The period to be taken into consideration began on 3 April 2001 when the judgment became final and enforceable and ended on 23 May 2002 when the judgment debt was credited to the applicant’s account. It thus lasted one year, one month and 20 days.

The Court notes that the applicant was awarded a sum of money. Hence, the judgment was not particularly difficult to execute.
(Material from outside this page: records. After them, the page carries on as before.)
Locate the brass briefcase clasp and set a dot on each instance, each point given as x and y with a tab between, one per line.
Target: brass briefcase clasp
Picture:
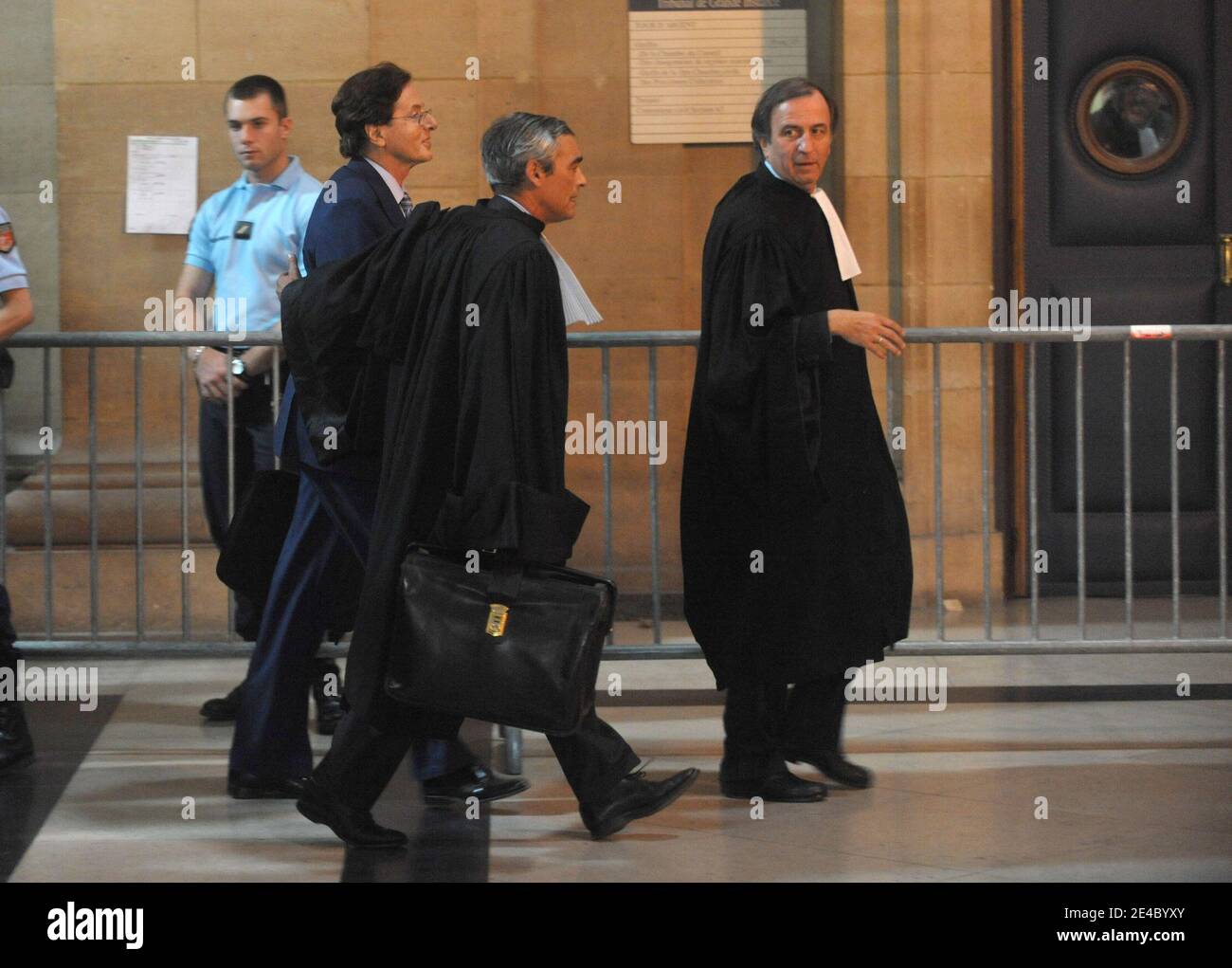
498	615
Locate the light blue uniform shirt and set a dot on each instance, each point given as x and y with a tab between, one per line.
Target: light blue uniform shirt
12	273
276	217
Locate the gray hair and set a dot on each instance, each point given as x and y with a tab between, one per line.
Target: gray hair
513	140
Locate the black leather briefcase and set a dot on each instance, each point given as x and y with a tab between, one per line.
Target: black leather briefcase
512	644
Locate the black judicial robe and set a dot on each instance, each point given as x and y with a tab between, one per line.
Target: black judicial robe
793	533
467	314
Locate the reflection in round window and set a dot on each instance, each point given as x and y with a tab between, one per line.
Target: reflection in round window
1132	116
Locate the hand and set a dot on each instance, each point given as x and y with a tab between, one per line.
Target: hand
210	373
290	275
878	335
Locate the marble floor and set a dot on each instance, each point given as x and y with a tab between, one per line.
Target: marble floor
1109	790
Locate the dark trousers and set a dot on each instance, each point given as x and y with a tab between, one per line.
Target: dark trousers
764	721
333	517
366	753
254	451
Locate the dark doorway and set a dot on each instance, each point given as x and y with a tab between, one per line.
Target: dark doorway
1126	192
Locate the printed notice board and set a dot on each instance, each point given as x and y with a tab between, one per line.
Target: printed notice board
698	66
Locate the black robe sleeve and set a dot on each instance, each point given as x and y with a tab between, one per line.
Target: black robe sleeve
337	324
508	488
758	343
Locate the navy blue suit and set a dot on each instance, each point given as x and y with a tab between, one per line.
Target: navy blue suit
333	517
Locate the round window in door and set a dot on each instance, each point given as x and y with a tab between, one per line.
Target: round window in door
1132	115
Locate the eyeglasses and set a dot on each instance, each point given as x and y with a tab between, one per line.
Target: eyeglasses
417	118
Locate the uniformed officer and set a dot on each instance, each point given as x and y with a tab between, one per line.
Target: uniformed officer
16	311
238	246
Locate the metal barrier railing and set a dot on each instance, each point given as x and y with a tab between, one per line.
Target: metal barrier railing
144	644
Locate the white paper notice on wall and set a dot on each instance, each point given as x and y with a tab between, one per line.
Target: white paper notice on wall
161	192
698	66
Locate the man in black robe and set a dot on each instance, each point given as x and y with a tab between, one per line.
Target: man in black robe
796	552
461	315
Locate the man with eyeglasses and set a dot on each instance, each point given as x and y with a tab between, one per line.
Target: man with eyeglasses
385	130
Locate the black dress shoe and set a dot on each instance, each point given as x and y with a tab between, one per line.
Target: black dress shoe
780	786
353	828
246	787
833	766
16	746
472	780
225	709
632	799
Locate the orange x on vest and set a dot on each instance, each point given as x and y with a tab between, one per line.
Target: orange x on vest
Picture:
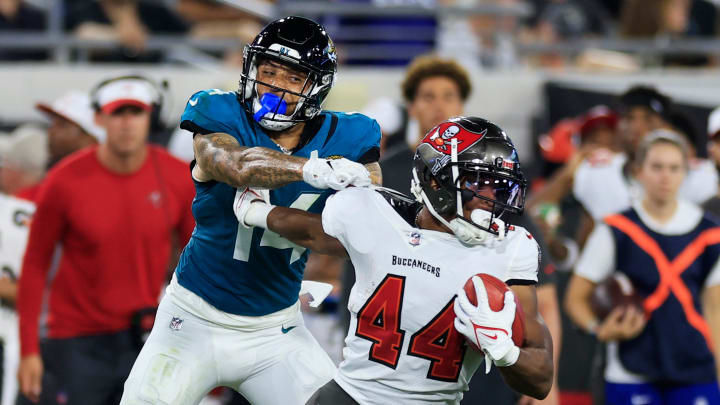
670	272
As regards the conduct of the parties, the Court notes that the first writ of execution was returned to the applicant on an unspecified date, but, in any event, not earlier than 19 November 2001. Even assuming that the documents were submitted incorrectly through the applicant’s fault, the Court finds that formal defects could have been identified by the competent authorities in a more diligent manner and the ensuing delay of seven months is therefore attributable, at least in part, to the Government. The applicant did not resubmit the required documents until February 2002, thus causing a certain delay the length of which cannot be indicated precisely. Upon receipt of the new set of documents the judgment was executed in less than two months.

Regard being had to the above considerations and to a relatively short overall duration of the enforcement stage (see, by contrast,  
Timofeyev v. Russia, cited above, where the enforcement lasted more than three years; Burdov v. Russia, cited above (up to four years);  
Metaxas v. Greece, no. 8415/02, § 26, 27 May 2004 (more than three years); Karahalios v. Greece, no. 62503/00, § 30, 11 December 2003 (over six years)), the lack of diligence on the part of the domestic authorities in processing the first set of documents does not warrant the conclusion that the length of the enforcement proceedings was excessive. The Court accordingly finds that the judgment was enforced within the “reasonable time”.
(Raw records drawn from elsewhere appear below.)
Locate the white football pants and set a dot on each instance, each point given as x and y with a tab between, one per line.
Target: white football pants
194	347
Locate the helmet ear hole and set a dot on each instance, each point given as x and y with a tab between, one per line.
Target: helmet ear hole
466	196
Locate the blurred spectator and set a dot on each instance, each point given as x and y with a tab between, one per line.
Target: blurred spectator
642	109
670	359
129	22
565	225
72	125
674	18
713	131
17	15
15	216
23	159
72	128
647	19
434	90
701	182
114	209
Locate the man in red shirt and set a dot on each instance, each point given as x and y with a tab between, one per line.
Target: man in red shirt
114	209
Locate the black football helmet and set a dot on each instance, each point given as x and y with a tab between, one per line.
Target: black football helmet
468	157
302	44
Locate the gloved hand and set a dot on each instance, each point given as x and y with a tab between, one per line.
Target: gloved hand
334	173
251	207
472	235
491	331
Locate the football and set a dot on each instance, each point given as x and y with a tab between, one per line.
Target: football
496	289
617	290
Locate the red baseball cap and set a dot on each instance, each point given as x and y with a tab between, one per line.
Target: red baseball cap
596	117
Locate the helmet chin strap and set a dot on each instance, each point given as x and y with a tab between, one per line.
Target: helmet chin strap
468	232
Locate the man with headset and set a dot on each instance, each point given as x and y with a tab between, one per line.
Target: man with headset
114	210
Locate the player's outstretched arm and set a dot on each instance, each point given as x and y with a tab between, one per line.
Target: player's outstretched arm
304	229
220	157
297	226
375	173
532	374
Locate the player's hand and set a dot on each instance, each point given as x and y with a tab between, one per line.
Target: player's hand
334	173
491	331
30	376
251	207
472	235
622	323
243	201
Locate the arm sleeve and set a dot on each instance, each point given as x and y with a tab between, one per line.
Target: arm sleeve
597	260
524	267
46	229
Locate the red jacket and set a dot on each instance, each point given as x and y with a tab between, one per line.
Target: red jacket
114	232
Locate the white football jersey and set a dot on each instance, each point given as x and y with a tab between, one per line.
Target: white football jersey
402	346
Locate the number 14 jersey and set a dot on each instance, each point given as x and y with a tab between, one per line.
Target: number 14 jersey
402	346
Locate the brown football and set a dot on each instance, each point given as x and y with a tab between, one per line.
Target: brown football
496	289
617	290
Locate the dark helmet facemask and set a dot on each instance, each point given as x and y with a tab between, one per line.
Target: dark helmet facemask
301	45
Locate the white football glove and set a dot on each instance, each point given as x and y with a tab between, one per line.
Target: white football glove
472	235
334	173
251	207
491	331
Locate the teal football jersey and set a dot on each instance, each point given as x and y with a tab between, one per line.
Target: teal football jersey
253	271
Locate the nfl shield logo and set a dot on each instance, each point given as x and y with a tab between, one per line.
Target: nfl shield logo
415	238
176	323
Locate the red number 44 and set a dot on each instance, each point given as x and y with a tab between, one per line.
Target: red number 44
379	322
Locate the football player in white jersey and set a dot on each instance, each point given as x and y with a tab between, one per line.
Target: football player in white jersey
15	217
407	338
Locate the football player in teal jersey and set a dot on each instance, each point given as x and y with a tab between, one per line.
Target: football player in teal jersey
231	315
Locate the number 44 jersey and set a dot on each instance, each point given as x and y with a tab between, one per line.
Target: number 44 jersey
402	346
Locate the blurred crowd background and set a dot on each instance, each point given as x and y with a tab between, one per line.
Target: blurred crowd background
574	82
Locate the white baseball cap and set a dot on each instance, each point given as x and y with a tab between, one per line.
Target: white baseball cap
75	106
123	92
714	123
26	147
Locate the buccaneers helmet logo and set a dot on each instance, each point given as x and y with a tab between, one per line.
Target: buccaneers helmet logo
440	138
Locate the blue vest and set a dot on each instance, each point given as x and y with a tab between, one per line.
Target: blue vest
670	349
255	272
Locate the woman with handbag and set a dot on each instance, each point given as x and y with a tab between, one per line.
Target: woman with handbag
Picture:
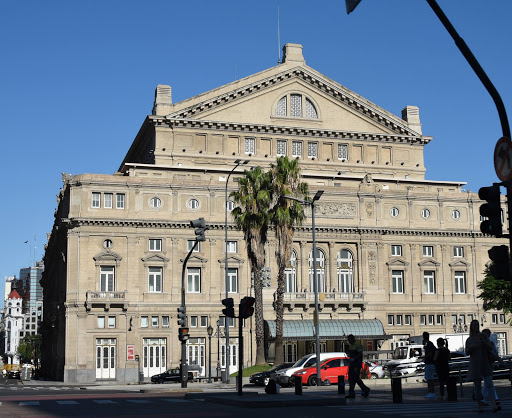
478	347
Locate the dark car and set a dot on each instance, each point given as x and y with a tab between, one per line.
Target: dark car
262	378
171	375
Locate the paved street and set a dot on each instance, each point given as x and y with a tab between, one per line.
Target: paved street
56	399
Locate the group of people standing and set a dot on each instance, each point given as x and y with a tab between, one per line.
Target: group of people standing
482	354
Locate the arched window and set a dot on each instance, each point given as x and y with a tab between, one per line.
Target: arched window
290	274
294	104
320	270
344	271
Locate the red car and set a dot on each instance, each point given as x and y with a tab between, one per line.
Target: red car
330	369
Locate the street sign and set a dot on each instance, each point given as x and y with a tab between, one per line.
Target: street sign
503	159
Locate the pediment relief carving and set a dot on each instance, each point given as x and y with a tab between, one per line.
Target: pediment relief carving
155	258
397	263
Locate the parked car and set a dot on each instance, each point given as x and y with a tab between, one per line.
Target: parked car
330	370
262	378
375	370
171	375
283	376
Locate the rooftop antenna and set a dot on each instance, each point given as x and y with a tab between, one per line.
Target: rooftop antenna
278	38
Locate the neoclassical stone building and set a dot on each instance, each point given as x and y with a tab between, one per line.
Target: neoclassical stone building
397	254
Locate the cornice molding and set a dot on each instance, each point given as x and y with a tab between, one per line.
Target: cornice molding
335	91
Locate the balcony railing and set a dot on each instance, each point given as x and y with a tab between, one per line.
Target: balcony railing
106	299
333	300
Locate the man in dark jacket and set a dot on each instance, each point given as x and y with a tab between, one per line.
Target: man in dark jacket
355	353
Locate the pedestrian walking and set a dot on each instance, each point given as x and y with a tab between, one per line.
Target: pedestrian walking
478	347
430	368
441	359
355	363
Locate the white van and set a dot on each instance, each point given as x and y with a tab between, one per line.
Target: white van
309	360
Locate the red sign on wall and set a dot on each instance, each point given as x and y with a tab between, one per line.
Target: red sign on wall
130	352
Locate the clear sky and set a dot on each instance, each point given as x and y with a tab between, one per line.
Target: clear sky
77	80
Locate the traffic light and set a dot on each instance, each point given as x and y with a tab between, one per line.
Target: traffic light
182	316
229	311
200	226
500	268
246	307
491	210
183	334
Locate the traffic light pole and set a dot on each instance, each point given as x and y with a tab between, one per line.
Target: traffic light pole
183	362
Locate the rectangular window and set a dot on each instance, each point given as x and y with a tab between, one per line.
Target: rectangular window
312	149
120	201
144	322
396	250
428	251
398	281
460	282
107	279
155	244
232	246
342	152
297	149
233	280
101	322
96	200
429	282
190	245
193	280
281	148
108	199
458	251
155	279
111	321
249	146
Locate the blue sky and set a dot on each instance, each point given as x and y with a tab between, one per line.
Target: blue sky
77	80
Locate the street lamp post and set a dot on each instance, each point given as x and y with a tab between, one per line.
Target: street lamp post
226	277
210	332
317	196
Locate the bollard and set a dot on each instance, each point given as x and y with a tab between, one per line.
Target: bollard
298	386
341	385
396	389
451	388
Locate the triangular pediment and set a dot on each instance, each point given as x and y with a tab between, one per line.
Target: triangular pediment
254	99
398	262
460	264
429	264
155	258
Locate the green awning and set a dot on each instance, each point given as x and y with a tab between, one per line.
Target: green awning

It follows that this complaint is manifestly ill-founded and must be rejected in accordance with Article 35 §§ 3 and 4 of the Convention.

(b)  The Court reiterates that the judgment debt constitutes a “possession” within the meaning of Article 1 of Protocol No. 1 (see  
Burdov v. Russia, cited above, § 40, with further references). It further notes that the judgment debt has been paid to the applicant. It is true that the payment did not take place immediately after the judgment had been delivered. However, the Court observes that, once the full set of documents was received from the applicant in March 2002, the domestic authorities executed the judgment within two months, i.e. within the time-limit set in the domestic law (see, by contrast, Timofeyev v. Russia, cited above, § 46). The authorities have complied with the judgment and the applicant was not therefore prevented from receiving the money she had expected to receive (see, by contrast, loc. cit., § 47). The Court finds that there was no interference with the applicant’s property rights.

It follows that this complaint is also manifestly ill-founded and must be rejected in accordance with Article 35 §§ 3 and 4 of the Convention.

For these reasons, the Court unanimously

Declares the application inadmissible.